As small Peak District towns go, New Mills does not have anything special on its ordinary-looking surface. Venture just a few steps in a downwards direction and all of that changes…
It is like a super-hero hiding his amazing alter-ego beneath a work-a-day raincoat, hat and specs. Running right underneath the main shopping streets of the town is the natural feature of The Torrs, a seventy-five-foot-deep gorge cut clean through the sandstone by two rivers; the Goyt and the Sett. (A feat accomplished during the ice age, when they were fed by glacial melt-waters).

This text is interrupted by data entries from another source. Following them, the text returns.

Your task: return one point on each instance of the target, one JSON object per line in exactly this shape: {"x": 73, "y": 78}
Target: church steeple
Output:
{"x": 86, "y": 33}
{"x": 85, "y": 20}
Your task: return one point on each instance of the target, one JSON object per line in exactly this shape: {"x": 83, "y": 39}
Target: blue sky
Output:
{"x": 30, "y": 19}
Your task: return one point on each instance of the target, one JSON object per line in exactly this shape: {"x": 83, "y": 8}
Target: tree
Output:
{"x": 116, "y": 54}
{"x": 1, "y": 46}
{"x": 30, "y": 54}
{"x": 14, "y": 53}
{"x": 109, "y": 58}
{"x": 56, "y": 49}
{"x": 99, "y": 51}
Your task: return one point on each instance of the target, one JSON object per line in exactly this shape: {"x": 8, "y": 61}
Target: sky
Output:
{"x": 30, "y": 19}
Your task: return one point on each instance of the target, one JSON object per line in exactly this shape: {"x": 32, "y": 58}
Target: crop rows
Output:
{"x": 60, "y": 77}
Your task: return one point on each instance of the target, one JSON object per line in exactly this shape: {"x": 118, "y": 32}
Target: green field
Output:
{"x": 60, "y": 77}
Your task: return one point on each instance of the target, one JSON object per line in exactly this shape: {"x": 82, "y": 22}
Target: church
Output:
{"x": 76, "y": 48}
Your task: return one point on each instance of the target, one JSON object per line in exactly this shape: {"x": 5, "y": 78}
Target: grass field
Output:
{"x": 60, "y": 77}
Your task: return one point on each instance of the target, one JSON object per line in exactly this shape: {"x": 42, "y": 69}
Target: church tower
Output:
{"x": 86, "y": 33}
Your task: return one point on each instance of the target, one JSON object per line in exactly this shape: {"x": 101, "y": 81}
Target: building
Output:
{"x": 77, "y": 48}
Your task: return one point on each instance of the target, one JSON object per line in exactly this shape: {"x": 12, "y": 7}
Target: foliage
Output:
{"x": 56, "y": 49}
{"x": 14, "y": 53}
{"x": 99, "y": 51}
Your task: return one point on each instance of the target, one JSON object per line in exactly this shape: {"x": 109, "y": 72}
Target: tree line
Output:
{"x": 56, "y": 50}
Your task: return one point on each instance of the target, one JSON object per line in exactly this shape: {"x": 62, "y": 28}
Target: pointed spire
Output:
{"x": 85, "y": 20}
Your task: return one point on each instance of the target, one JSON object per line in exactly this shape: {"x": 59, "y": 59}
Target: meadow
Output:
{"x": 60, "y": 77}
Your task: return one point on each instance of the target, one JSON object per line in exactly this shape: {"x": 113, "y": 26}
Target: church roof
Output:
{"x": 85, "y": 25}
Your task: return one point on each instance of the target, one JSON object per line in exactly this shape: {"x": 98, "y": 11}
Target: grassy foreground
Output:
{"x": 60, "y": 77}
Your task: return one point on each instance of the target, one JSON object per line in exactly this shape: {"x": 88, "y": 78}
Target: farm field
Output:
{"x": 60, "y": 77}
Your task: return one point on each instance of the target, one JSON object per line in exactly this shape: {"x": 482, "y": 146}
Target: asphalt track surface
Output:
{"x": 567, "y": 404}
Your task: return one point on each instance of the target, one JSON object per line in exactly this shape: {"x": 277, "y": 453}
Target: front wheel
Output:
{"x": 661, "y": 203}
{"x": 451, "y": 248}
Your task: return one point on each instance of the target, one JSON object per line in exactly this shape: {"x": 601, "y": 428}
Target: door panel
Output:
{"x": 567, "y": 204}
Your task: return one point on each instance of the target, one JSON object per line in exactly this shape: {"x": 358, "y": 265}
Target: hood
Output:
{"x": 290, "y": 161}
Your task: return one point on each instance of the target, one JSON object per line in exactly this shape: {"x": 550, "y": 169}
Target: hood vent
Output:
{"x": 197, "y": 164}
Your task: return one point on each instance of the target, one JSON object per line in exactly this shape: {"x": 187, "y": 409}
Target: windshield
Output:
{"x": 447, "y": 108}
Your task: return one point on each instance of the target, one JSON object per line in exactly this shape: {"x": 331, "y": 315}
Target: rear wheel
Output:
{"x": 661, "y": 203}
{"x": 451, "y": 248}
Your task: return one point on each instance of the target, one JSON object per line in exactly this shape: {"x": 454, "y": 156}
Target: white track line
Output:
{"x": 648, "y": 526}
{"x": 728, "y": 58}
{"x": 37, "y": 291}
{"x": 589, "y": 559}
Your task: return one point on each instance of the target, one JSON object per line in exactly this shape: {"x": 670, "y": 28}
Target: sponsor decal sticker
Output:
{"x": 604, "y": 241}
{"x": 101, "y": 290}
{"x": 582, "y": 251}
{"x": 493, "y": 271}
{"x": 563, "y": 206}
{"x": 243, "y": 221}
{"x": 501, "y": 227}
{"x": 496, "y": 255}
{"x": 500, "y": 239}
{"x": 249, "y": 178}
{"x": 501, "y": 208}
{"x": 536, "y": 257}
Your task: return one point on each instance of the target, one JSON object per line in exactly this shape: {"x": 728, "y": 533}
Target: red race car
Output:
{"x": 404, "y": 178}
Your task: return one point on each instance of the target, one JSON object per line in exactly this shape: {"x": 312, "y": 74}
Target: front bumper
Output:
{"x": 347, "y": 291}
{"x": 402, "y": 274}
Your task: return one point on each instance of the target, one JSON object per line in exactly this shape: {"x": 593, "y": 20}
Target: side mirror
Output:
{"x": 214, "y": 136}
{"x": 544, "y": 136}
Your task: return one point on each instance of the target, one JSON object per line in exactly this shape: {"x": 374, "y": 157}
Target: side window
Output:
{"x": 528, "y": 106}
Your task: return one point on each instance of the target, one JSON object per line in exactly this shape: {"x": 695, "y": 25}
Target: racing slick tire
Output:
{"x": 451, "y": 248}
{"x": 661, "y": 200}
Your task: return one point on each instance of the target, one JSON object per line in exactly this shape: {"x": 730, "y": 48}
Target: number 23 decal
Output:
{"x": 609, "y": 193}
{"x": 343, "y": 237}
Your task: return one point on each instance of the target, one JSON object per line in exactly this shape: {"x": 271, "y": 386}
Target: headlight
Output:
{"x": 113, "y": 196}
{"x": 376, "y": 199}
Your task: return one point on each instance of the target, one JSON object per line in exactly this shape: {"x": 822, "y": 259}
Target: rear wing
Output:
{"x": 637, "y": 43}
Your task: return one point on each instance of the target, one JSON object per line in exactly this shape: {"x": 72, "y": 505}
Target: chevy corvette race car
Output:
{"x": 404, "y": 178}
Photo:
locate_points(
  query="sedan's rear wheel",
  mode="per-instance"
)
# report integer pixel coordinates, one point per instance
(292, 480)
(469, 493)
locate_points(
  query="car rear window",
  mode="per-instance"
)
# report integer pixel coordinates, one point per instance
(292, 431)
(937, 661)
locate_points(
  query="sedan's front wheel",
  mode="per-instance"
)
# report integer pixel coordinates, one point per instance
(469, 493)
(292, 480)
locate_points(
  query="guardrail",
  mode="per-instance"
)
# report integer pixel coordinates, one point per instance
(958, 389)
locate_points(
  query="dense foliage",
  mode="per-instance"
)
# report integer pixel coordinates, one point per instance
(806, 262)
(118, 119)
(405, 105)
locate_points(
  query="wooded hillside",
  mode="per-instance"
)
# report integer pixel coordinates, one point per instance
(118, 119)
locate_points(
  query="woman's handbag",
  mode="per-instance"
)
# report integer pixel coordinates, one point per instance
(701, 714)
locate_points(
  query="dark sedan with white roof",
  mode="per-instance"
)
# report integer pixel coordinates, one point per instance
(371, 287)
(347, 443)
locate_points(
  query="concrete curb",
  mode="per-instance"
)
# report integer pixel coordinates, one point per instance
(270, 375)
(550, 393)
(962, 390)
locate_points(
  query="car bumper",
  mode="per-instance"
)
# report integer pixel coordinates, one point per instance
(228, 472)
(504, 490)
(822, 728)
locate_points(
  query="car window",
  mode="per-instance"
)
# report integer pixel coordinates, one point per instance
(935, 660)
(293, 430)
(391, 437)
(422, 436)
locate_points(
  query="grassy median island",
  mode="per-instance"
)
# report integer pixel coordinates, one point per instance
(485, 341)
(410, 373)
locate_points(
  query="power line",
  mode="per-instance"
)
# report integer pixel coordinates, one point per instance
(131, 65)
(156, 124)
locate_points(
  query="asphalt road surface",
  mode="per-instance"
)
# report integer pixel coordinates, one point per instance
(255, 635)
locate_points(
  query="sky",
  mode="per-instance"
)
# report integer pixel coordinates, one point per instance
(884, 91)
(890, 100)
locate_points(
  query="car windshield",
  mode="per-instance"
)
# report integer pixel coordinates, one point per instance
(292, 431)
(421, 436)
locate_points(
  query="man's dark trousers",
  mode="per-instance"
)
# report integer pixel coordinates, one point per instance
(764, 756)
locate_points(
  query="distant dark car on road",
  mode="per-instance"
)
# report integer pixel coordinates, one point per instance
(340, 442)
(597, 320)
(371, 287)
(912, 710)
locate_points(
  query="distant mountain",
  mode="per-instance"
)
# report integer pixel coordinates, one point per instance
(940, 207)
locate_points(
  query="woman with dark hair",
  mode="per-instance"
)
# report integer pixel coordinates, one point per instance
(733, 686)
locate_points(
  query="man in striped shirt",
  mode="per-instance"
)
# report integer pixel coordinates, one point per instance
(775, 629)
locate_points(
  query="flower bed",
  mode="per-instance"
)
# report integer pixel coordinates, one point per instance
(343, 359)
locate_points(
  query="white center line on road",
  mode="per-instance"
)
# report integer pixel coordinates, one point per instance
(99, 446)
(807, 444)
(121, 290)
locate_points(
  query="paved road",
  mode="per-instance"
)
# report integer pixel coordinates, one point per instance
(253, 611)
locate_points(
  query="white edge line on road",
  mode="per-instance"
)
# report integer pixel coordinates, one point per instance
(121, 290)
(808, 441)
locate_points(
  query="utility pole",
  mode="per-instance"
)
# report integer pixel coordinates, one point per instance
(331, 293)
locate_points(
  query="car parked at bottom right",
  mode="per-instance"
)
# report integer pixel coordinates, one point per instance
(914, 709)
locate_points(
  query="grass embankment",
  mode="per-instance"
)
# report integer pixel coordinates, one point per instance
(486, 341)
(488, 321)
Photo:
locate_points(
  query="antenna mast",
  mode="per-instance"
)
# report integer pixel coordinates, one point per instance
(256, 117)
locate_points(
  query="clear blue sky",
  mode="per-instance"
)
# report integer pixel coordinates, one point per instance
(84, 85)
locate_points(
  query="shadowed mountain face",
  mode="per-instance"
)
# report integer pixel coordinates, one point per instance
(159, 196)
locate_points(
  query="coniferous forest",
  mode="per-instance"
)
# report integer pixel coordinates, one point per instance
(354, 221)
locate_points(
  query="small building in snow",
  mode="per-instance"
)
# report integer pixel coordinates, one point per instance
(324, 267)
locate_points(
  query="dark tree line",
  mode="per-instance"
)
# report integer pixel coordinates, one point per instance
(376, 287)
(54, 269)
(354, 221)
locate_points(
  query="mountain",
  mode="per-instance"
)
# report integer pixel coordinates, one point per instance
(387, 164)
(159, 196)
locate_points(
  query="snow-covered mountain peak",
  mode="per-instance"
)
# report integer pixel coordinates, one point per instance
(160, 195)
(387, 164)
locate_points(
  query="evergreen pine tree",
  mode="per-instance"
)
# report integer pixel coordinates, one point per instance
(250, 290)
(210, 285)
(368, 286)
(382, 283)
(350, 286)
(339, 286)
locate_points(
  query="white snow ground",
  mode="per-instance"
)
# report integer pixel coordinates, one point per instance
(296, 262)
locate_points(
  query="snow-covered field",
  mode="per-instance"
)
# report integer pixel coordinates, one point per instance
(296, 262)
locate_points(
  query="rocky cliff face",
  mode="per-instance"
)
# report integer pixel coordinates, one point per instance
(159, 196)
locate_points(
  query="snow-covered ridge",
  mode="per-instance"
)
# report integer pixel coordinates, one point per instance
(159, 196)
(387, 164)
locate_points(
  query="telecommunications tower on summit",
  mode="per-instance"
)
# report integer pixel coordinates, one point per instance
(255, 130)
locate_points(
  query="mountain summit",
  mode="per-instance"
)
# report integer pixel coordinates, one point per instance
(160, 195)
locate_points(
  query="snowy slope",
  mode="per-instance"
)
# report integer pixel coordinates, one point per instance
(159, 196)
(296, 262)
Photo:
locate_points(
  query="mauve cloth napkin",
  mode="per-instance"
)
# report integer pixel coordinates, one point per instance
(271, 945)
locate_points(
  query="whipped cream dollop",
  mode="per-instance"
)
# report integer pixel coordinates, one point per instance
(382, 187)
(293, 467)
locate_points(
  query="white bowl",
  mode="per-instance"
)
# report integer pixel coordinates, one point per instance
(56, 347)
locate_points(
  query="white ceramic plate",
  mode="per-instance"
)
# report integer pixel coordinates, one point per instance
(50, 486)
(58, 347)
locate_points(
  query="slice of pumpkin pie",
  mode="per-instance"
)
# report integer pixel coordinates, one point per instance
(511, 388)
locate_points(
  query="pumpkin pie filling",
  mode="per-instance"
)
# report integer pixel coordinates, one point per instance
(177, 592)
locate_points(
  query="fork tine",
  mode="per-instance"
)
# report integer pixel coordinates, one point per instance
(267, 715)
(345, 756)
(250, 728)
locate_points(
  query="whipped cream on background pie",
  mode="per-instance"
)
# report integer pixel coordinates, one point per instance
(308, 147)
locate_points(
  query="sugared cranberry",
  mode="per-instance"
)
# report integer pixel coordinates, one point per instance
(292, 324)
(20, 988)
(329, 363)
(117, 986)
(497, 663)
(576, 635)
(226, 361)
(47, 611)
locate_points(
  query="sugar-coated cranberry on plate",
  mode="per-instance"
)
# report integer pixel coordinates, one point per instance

There are many directions from which to approach:-
By train, alight at one of two stations, depending on which line you are travelling on. New Mills Newtown is the stop for the Buxton to Manchester line. Out of the station, turn right on the main road and walk past the ancient mill housing the Swizzels sweet factory, (you’ll be stopped in your tracks on the pavement by the nostalgic smell of Refreshers and Love Hearts). After a short while take a left turn down Wirksmoor / Torr Vale roads and then over the Goyt to join the path down from the other station, New Mills Central.
New Mills Central is the stop on the line Sheffield – Manchester line, (Hope Valley).
From here you can drop straight down into The Torrs and onto the space age Millennium Walkway.
Buses from many directions will stop at the little bus station in the centre of the town.
By car, you are best to park in the small car park at the top end of Market Street and follow your nose towards the river, continuing downstream.
Or, you might arrive straight into the Torrs on foot, by either the Goyt Valley Way, or the Sett Valley Trail, (a couple of miles from Hayfield.) The Midshires Way also passes close by, following the Peak Forest Canal.
So, there is no excuse of not being able to get there. From whatever direction you appear, be sure at some point to find the Heritage Centre, located near the top of Union Street, very close to the bus station in the middle of the town. There you will find leaflets and information explaining the history of the place, as well as a trail if you want a more guided experience.
Once you are heading downwards, (be warned that some of the approaches are very steep) you quickly leave the noise of the town behind and your ears are soothed by the constant tumble of water over rock and weir – so loud at times you can’t hear yourself talk, but the atmosphere is instantly refreshing. Sandstone cliffs and enormous, eerie viaducts loom overhead.
It is hard to imagine that, during the industrial revolution, the place might have resembled hell, once the initial attraction of water power, (hence “New Mills”) had given way to coal-driven steam. After the original corn mills, there were various mills for cotton, linen and paper, all taking advantage of the soft water for their processes. Eighteenth and early nineteenth century weavers’ cottages can still be found at the top of the gorge; the top floor of each of these three-storey dwellings would have been a mini factory, weaving the yarn produced in the mill below. Proper “cottage industry”.
The gorge is so narrow that it scarcely seems credible that a fair number of works were built on the banks of the two rivers. Not only mills, but workers’ homes were created, wherever space would allow. At the point known as “Rock Cottages”, you can clearly see where houses had been built right into the rock face itself, just high enough above the river to be safe from flooding. These were still occupied up to the 1930’s – what dark interiors they must have had. So little sunlight reaches the floor of The Torrs, even today; imagine the added blanket of industrial smog that hung over the town in the nineteenth century, as well as the smoke from the mills themselves.
Close by Rock Cottages are the town’s two modern sources of pride and joy; the hydro-electric plant and the Millennium Walkway. The first is usually manned by a helpful guide, who will proudly tell you that this is Britain’s first community owned and run hydro-electric scheme, built on the site of a former mill. The output is not massive, but every little helps keep down our CO2 emissions. The screw-type turbine is really impressive and leaves you thinking “Why are there not more of these things? It is so obvious.”
The Millennium Walkway is a quite inspired solution to the problem of linking the main area of the The Torrs with Central Station and the former Torr Vale Mill – a vast old building, still there in all its glory, but now crumbling, rather gothically. Its long sweep of shining steel takes you over the biggest of the weirs in the Goyt, at a dizzying height. It is one of a few Millennium monuments which really look and feel like money well spent.
The Torrs must be a wonderful place to visit on a hot day; there is a spot to picnic beneath some birch trees at the confluence of the two rivers and for anyone interested in either industrial or natural history, (Kingfishers and Dippers are often seen here), the place is a wonder.